National Motorcycle Ride Day was submitted in August, 2015 by Chad Geer of Dunlop Tire N.A. The Registrar at National Day Calendar declared National Motorcycle Ride Day to be celebrated annually on the second Saturday in October.
It even has a media contact, just email info@nationalmotorcycleday.
The month of October is significant not only because this is toward the end of the riding season for a lot of motorcyclists in the USA, but it is also the month that John B. Dunlop developed the first practical pneumatic tire in 1887.
Without this development in tire technology motorcycles would not perform as they do or be as enjoyable as they are today. That being said, this day is also dedicated to John B. Dunlop and his invention of the first practical pneumatic tire.
“Use this day to escape on your motorcycle, have some fun, relieve some stress and really enjoy the thrills and freedom that riding a motorcycle offers. This is a day for riders of all motorcycle disciplines,” the National Day Calendar said.
“No matter what type of motorcycle you own or what type of rider you are, use this day to enjoy the camaraderie that comes along with owning a motorcycle” Promoters say. “If you own a motorcycle you will understand what this day is about.”
Oct. 8 hosts another national celebration not listed in the calendar, but important to me, Dan Weisman, personally.
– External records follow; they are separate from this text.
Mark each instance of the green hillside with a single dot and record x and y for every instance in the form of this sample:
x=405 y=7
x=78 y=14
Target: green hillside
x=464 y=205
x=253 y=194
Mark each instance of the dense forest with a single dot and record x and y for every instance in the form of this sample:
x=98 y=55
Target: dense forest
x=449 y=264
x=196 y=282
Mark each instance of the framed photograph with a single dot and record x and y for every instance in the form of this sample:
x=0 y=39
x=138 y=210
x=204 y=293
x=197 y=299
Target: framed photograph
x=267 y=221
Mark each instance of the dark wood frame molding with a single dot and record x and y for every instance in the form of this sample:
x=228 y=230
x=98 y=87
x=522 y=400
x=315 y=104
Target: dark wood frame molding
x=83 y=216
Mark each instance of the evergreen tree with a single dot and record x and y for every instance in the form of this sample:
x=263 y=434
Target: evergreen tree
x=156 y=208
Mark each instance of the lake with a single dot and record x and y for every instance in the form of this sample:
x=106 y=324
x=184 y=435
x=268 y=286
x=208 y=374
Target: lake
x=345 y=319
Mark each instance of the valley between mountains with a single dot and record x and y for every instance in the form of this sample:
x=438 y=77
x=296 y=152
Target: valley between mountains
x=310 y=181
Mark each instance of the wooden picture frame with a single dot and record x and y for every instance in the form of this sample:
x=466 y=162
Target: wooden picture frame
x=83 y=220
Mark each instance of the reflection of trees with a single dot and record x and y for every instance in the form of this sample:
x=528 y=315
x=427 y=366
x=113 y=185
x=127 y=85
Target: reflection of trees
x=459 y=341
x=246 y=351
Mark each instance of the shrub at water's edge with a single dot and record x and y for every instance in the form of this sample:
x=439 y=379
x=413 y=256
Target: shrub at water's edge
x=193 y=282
It’s my birthday. Happy Birthday to me. I suggest celebrating by sending whatever you can to Escondidograpevine@gmail.com and like the Trump Foundation, I’ll take care of the rest of the giving.
Of course, the cavalcade of time never stops. Oct. 8 will come and go as it does inevitably year by friggin’ year, believe me.
The sun will come up tomorrow, Annie fans. And when it does, it’s time for Tuesday, Oct. 9, chock full of new national celebrations.
Say hello to Oct. 9 and with it, National Leif Erikson Day, National Pro-Life Cupcake Day — Don’t ask —National Chess Day, Clergy Appreciation Day, and of course, the venerable National Moldy Cheese Day.
And John Lennon’s birthday.
However, that’s a tale for another day.
First things first. It’s Tuesday, Oct. 8. Do you know where your fluffernutter sandwich is?